By Greg Morse, Staff writer for Desiring God
We warn people in order to save their lives. Paul did not allow his beautiful feet to be betrayed by a timid tongue. He “alarmed” men as he “reasoned about righteousness and self-control and the coming judgment” (Acts 24:25). The fear of people-pleasing did not control him — least he disqualify himself from being a servant of Christ (Galatians 1:10).
Now today we are not first-covenant prophets, or new-covenant apostles. Many of us are not even pastors and teachers who “will be judged with greater strictness” (James 3:1). But does this mean that the rest of us will not be judged by any strictness? Do not our pastors and teachers train us “for the work of ministry” (Ephesians 4:11–12)? Should I appease my own conscience by merely inviting others to church, hoping that someday they might cave in and come and there hear the gospel?
My pastor did not grow up with my people, live next door, text them frequently, watch football games with them, and sit with them in their homes. But I did. And as much as some of us may throw stones at “seeker-driven” churches, the question comes uncomfortably full circle: Do I shrink back from saying the hard truth in order to win souls? Is my delicacy cruelty? Am I an accomplice in the murder of souls?
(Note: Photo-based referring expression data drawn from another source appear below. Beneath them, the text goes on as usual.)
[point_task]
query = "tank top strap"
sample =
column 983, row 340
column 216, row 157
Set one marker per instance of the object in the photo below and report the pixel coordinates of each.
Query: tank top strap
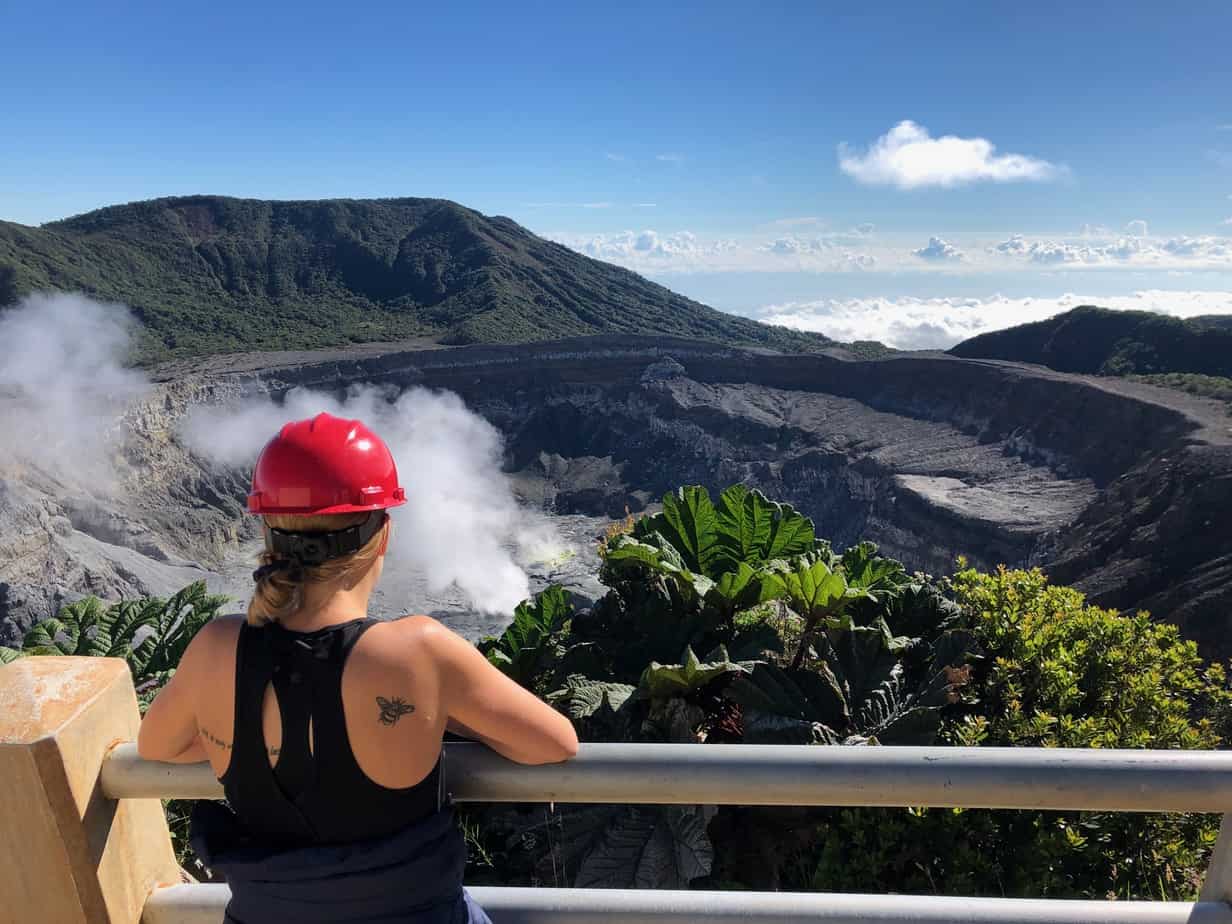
column 254, row 667
column 329, row 716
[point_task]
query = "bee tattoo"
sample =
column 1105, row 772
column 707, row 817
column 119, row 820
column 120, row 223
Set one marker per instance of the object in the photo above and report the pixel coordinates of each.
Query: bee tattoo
column 393, row 710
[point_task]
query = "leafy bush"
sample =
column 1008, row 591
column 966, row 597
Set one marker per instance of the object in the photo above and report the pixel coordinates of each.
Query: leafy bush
column 150, row 633
column 725, row 621
column 1053, row 673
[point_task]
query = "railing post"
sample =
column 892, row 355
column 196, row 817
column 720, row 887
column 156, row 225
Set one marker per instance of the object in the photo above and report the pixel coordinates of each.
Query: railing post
column 67, row 853
column 1217, row 885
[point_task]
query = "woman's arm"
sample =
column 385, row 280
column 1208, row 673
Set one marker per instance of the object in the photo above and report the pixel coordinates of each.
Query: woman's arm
column 169, row 729
column 484, row 704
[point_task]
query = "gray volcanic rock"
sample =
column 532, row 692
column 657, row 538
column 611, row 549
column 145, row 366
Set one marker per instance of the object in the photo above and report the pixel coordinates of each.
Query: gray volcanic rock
column 1118, row 488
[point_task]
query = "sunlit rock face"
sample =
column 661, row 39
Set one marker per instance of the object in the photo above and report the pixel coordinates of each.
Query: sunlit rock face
column 1121, row 489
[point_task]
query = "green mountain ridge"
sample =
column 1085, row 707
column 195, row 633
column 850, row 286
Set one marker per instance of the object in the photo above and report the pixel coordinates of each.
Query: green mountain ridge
column 1113, row 343
column 211, row 274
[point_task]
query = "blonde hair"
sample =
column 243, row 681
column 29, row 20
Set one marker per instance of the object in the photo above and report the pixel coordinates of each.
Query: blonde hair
column 280, row 594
When the time comes to speak, tell the people around you that they stand under righteous judgment. Tell them they must repent and believe. Tell them that Jesus Christ already came once. Tell them he bore God’s wrath for sinners. Tell them he rose from the dead. Tell them he reigns over the nations at the Father’s right hand. Tell them that, by faith through Jesus Christ they will live eternally with God.
God said to Ezekiel. “If I say to the wicked, ‘You shall surely die,’ and you give him no warning, nor speak to warn the wicked from his wicked way, in order to save his life, that wicked person shall die for his iniquity, but his blood I will require at your hand” (Ezekiel 3:18). Paul, the mighty apostle of justification by faith alone, spoke to the same culpability of silence: “I testify to you this day that I am innocent of the blood of all, for I did not shrink from declaring to you the whole counsel of God” (Acts 20:26–27).
God, save us from hearing those agonizing words, “You knew?!”